My experiences with first-year and upper-level writing instruction have further confirmed that if you are grading, you may not be teaching.
Specifically, teaching citation and scholarly writing has revealed a problem that directly exposes why grading often works against our instructional goals.
First, let me stress again that the essential problems with grading include how traditional practices (such as assigning grades that are averaged for quarter and/or semester grades that are then averaged for course grades) tend to blur the distinction between summative and formative grades, inhibiting often the important role of feedback and student revision of assignments.

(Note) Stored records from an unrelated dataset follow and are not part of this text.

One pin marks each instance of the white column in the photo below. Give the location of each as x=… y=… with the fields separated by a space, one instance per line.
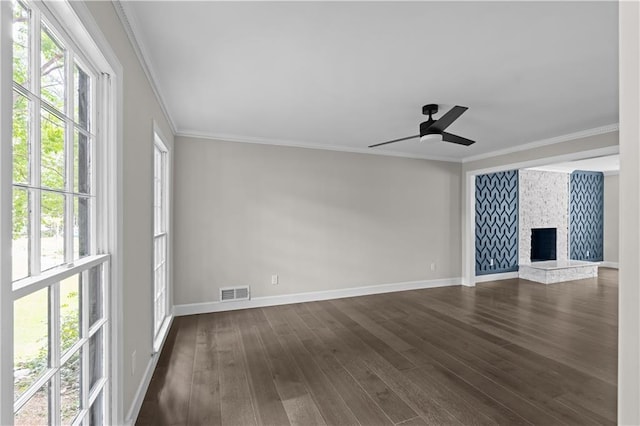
x=629 y=287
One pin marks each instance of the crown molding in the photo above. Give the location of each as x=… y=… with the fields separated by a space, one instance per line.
x=308 y=145
x=544 y=142
x=127 y=18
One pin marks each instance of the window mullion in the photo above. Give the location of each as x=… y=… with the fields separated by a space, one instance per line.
x=84 y=334
x=69 y=157
x=55 y=351
x=35 y=151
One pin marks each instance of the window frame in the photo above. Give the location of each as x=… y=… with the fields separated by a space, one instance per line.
x=81 y=34
x=160 y=328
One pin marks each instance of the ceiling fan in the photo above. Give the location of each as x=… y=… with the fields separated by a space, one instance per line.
x=433 y=129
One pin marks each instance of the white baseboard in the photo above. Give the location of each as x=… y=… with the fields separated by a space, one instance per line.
x=285 y=299
x=496 y=277
x=136 y=404
x=607 y=264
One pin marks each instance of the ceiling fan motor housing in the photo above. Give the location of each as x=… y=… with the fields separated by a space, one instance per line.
x=425 y=128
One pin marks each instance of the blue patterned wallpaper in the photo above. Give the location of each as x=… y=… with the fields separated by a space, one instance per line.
x=497 y=222
x=586 y=216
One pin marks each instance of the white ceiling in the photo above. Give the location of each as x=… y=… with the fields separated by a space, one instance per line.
x=606 y=164
x=344 y=75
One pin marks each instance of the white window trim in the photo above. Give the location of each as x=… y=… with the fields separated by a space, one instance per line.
x=159 y=337
x=78 y=20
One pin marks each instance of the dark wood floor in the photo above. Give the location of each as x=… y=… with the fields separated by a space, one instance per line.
x=507 y=352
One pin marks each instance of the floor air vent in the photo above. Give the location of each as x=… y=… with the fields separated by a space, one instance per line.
x=228 y=294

The blurring of formative and summative grades that occurs in averaging, as I have confronted often, deforms teaching and learning because students are being held accountable during the learning process (and thus discouraged from taking risks).
To briefly review the problems with grades and averaging, let me offer again what my major professor argued: Doctors do not take a patient’s temperature readings over a four-day stay in the hospital in order to average them, but does consider the trajectory of those readings, drawing a final diagnosis on the last reading (or readings). Thus, averaging is a statistical move that distorts student growth, deforms the value of reaching a state of greater understanding.
I struggle to break through students resisting the drafting, feedback, revision process because they have been taught to submit instantly perfect work; that their identifiable flaws are the loss of points-not necessary areas to learn, grow, and excel.
As I end my thirty-fourth year teaching, I cannot stress hard enough that if you are grading, you may not be teaching, and your students likely are not learning the very things you value enough to assess.